Anleger setzen auf Optionen

Die von der US-Notenbank ausgelösten Marktturbulenzen ermutigen die Anleger, sich voll und ganz auf Optionen einzulassen, um sowohl auf steigende als auch auf fallende Kurse zu wetten. Etwa 46 Millionen Kontrakte haben im November täglich den Besitzer gewechselt und sind damit auf dem Weg zum umsatzstärksten Monat aller Zeiten, wie die von Bloomberg zusammengestellten Daten zeigen.

Der Boom ist auch auf den rasanten Handel mit kurzlaufenden Derivaten zurückzuführen, die innerhalb von 24 Stunden fällig werden.
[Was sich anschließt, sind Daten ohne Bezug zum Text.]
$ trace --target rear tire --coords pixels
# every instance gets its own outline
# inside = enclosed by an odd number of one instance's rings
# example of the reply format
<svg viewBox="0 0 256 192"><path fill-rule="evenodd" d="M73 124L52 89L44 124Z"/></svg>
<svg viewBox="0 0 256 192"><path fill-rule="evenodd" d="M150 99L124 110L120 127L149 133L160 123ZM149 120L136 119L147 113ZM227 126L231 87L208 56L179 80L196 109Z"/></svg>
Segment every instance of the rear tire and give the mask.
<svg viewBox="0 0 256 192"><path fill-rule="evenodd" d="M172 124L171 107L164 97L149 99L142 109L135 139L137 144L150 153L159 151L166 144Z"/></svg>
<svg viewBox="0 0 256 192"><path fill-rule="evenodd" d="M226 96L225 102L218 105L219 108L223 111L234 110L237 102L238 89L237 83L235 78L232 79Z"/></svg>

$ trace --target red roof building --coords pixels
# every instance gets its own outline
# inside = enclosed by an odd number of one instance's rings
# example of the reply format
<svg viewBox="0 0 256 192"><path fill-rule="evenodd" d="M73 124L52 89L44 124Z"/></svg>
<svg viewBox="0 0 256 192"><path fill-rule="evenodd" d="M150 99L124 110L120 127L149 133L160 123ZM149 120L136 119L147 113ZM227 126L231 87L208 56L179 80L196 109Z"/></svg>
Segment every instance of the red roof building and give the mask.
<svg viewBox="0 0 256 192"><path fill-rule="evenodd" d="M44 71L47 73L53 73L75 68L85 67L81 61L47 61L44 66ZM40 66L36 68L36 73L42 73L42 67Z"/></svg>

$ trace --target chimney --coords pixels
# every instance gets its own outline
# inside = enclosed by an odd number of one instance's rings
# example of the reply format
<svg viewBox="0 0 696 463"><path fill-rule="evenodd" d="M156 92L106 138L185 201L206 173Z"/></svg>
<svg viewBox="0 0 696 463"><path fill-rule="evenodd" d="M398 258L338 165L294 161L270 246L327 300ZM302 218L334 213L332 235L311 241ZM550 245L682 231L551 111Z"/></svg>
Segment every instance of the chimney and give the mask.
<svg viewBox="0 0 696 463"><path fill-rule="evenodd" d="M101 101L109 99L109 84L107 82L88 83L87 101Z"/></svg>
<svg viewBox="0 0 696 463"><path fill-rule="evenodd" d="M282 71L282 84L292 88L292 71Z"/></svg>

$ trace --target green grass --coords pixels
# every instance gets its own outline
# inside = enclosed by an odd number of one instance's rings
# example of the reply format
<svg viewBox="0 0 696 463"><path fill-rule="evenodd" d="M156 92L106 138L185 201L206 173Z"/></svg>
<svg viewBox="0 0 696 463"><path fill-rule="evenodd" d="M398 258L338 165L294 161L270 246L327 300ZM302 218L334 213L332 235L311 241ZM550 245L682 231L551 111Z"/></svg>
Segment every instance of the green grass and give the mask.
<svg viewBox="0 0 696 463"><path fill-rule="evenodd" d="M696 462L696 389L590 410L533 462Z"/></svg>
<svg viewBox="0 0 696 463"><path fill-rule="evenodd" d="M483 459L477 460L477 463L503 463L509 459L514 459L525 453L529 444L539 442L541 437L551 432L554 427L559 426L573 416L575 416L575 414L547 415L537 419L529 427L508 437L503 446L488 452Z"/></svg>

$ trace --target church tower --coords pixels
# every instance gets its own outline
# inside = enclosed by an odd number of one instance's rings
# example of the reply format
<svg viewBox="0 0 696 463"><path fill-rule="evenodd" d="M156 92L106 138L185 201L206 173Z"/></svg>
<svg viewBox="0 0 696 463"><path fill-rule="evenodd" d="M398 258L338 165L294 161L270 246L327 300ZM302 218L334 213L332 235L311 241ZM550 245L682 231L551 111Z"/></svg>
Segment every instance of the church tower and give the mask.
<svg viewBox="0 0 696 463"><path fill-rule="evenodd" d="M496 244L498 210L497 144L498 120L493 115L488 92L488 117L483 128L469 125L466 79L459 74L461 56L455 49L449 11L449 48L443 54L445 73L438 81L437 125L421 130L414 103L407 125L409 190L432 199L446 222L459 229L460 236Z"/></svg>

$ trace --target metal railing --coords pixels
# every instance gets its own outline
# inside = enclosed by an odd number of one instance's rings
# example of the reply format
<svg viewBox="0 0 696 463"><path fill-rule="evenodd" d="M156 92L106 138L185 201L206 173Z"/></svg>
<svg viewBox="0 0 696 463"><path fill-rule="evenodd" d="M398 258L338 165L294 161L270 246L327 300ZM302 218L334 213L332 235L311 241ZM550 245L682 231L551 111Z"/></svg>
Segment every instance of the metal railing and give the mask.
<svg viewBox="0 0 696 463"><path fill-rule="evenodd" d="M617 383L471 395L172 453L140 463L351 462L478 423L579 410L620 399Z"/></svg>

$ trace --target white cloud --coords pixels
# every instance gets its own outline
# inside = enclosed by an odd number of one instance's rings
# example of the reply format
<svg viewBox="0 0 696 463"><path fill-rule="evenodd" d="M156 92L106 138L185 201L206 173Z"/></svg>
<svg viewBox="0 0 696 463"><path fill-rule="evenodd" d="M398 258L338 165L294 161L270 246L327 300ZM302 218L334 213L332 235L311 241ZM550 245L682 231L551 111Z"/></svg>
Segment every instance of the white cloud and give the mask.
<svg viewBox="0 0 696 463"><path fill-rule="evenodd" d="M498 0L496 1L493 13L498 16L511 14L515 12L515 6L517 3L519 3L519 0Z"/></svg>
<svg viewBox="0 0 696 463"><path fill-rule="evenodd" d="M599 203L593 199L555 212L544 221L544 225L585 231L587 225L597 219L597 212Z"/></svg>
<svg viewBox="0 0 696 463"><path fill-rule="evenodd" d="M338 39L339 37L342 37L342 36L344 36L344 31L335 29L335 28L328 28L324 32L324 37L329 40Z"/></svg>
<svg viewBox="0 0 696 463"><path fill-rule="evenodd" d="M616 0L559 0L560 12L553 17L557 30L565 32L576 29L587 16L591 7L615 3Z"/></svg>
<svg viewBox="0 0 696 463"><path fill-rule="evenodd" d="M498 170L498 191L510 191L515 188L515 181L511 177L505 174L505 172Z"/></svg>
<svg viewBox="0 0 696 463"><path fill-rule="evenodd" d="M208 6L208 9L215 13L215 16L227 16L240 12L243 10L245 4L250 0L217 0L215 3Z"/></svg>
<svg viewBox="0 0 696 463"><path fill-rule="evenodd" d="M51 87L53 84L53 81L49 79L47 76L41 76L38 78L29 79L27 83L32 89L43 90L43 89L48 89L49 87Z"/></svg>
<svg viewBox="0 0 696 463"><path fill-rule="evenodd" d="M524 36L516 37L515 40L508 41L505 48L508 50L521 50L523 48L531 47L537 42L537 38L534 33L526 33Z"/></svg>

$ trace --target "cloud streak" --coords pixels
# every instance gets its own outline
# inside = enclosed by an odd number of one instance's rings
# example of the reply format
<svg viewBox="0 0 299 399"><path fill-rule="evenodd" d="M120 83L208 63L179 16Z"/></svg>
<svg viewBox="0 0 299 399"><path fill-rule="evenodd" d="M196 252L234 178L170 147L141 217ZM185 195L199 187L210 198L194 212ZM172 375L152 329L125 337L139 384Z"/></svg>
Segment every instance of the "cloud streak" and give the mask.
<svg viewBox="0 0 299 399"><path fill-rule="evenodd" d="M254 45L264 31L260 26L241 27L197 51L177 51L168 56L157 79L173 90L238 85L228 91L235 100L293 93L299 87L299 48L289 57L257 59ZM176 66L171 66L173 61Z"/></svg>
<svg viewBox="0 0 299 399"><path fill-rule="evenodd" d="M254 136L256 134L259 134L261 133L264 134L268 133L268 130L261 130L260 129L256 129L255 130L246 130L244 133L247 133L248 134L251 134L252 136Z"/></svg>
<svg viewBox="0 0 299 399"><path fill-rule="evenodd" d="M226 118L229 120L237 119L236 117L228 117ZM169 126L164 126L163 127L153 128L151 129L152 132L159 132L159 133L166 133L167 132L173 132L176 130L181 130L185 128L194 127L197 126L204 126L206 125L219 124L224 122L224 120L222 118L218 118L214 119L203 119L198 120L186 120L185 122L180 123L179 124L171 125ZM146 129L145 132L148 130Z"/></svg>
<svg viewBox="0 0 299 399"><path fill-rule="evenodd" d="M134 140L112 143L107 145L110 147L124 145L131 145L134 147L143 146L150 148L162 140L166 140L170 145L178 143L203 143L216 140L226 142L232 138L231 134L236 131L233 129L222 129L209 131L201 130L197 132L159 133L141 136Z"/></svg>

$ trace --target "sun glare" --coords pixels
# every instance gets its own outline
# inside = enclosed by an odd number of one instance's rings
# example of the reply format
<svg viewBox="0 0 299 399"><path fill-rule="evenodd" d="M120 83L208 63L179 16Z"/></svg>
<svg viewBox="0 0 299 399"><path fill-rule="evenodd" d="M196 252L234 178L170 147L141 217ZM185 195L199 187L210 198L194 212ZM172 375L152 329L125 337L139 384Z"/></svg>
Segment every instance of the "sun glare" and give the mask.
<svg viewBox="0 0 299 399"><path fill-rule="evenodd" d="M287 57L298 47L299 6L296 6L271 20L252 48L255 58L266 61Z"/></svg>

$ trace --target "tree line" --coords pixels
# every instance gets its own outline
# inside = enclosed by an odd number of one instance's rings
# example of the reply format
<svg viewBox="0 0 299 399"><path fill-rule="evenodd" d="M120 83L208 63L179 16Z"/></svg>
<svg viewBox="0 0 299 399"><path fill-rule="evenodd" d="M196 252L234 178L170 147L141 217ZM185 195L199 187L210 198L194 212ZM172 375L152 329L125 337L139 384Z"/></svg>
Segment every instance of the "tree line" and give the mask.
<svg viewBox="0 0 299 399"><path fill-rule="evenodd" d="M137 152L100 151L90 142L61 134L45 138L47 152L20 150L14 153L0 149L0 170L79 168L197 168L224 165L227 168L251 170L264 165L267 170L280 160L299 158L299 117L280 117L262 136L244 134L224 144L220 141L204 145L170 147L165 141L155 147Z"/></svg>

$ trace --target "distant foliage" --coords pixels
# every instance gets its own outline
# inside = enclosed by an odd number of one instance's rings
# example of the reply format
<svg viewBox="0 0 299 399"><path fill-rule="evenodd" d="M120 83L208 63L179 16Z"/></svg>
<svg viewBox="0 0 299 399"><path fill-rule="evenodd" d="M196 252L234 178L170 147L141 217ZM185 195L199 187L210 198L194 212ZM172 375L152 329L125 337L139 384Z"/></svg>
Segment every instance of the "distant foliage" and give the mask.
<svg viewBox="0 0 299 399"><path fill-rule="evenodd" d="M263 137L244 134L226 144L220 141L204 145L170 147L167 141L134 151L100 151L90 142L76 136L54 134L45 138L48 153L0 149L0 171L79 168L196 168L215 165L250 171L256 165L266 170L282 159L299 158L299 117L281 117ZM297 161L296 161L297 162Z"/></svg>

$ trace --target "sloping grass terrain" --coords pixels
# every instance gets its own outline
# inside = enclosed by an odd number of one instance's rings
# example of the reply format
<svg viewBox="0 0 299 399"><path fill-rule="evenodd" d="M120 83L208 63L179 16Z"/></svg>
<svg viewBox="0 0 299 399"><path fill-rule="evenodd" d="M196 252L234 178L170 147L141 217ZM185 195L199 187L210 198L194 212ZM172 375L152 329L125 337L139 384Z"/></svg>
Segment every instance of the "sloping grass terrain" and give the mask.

Laut einer Schätzung von Goldman Sachs Group machten diese Kontrakte im vergangenen Monat satte 44 % des Volumens der S&P 500-Optionen aus.

Das Feuerwerk nach den Inflationsdaten scheint vorerst abgeklungen zu sein. Der S&P 500 hat sich auf Schlusskursbasis sechsmal in Folge um weniger als 1 % bewegt, die längste Ruhephase seit Januar.

Mike Bailey, Forschungsdirektor bei FBB Capital Partners, ist der Ansicht, dass die Ruhe nicht von Dauer sein wird. Zum einen hat die anlagenübergreifende Rallye zu einer Lockerung der Finanzkonditionen beigetragen, die dem Ziel des Fed-Vorsitzenden Jerome Powell, die Wirtschaft zu verlangsamen, zuwiderläuft.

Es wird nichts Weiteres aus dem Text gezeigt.